A Multi-Criteria Group Decision-Making Approach For Robot Selection Using Interval-Valued Intuitionistic Fuzzy Information And Aczel-Alsina Bonferroni Means

Abstract

The process of identifying the most appropriate robot for a particular industrial task has grown challenging and more difficult in the fast-paced environment. It is merely driven by the complex evolution and continuous integration of modern characteristics and advanced features by various suppliers. Industrial robots are now widely available in the marketplace, each possessing a distinctive collection of skills, attributes, and requirements. However, the selection of optimal robots is heavily influenced by factors such as the manufacturing environment, product design, production system, and overall cost considerations. These factors directly impact the decision-making process.
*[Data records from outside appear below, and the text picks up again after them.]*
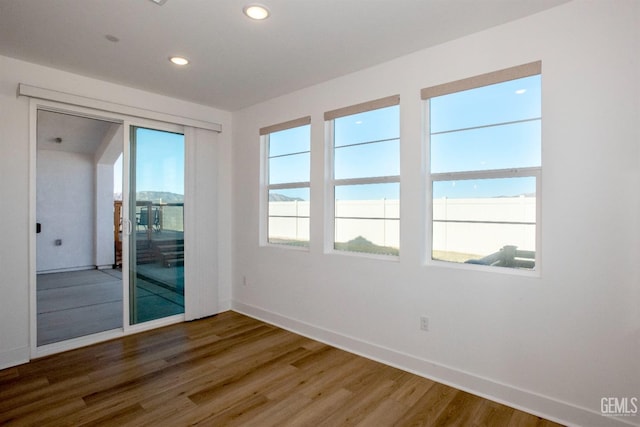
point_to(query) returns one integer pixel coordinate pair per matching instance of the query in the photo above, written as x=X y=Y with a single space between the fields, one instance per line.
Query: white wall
x=14 y=185
x=65 y=208
x=554 y=344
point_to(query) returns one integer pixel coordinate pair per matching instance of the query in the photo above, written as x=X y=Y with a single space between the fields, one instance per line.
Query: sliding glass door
x=156 y=212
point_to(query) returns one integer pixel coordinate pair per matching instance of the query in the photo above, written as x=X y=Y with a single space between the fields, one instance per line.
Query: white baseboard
x=14 y=357
x=533 y=403
x=224 y=305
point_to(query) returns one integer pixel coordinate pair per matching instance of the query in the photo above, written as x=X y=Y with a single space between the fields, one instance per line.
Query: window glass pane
x=499 y=103
x=289 y=216
x=368 y=160
x=294 y=140
x=485 y=188
x=375 y=125
x=368 y=218
x=289 y=168
x=372 y=236
x=515 y=145
x=491 y=221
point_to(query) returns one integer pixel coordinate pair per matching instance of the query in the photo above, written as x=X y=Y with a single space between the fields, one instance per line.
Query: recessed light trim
x=257 y=12
x=179 y=60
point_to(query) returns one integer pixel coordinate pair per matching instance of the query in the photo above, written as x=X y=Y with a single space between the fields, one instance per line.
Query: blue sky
x=469 y=131
x=160 y=162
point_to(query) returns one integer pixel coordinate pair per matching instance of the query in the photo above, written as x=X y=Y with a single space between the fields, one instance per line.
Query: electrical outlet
x=424 y=323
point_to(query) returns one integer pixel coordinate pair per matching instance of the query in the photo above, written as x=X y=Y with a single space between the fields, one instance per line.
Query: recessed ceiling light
x=179 y=60
x=256 y=11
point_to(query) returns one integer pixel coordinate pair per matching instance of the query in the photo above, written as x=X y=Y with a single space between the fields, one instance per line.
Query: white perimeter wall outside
x=553 y=344
x=290 y=221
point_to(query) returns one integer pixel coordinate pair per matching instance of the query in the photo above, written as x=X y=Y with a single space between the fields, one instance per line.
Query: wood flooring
x=232 y=370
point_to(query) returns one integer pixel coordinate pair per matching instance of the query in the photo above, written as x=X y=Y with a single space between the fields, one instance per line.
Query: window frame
x=332 y=182
x=265 y=134
x=491 y=78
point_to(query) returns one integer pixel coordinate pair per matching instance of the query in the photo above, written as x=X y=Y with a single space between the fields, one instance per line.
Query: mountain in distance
x=277 y=197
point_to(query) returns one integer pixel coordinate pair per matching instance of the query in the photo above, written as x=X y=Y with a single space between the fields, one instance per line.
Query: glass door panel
x=156 y=212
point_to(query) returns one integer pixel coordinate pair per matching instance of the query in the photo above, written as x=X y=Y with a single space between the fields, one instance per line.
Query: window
x=287 y=147
x=365 y=153
x=485 y=155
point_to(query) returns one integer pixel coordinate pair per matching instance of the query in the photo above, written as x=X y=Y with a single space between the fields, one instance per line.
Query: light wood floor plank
x=231 y=370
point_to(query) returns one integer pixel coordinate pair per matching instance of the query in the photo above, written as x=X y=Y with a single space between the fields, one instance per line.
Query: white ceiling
x=237 y=62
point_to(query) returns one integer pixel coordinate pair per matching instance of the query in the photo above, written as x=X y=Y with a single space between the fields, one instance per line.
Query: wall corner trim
x=16 y=356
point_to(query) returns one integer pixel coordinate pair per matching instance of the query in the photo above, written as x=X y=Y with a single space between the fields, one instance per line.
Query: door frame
x=125 y=121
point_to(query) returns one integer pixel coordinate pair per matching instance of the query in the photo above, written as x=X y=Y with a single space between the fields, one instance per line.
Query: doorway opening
x=78 y=284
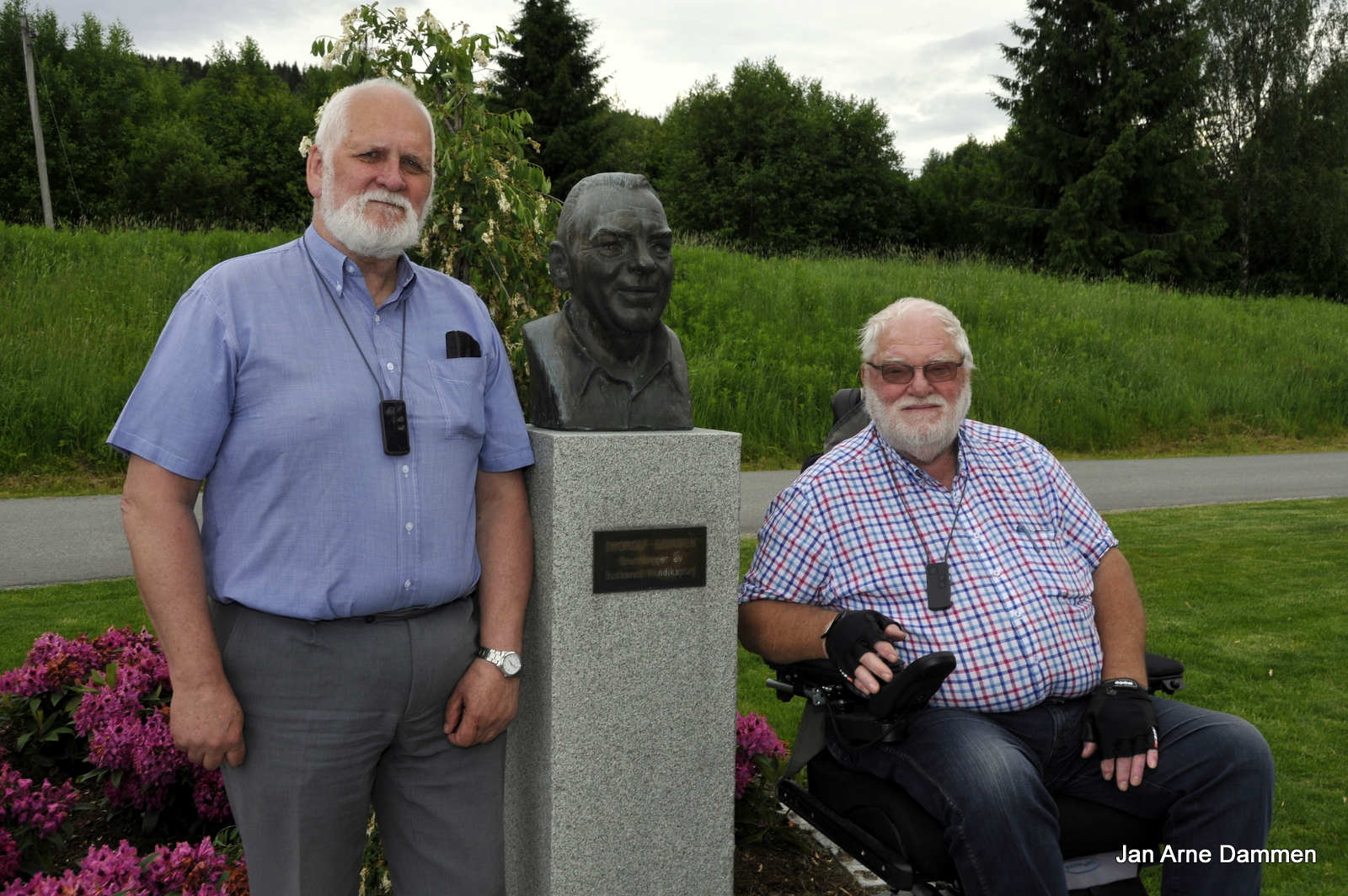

The ultimate goal for the decision maker is to pinpoint and choose the most suitable robot, capable of delivering the desired output while minimizing costs and catering to the specific requirements of the industry. So, to consider it, in this paper, the hybrid structure of the Aczel-Alsina (AA) and Bonferroni mean (BM) operators for interval-valued intuitionistic fuzzy (IVIF) environment has been proposed, which can show the interrelationship between the multiple criteria and assist the expertise in decision-making (DM) process. Moreover, the algorithm and methodology for the multi-criteria group decision-making (MCGDM) problem have been defined which is further utilized by solving a real-world problem to demonstrate the effectiveness and validity of the proposed method. At last, the comparison analysis between prior and proposed studies has been displayed, and then followed by the conclusion of the result.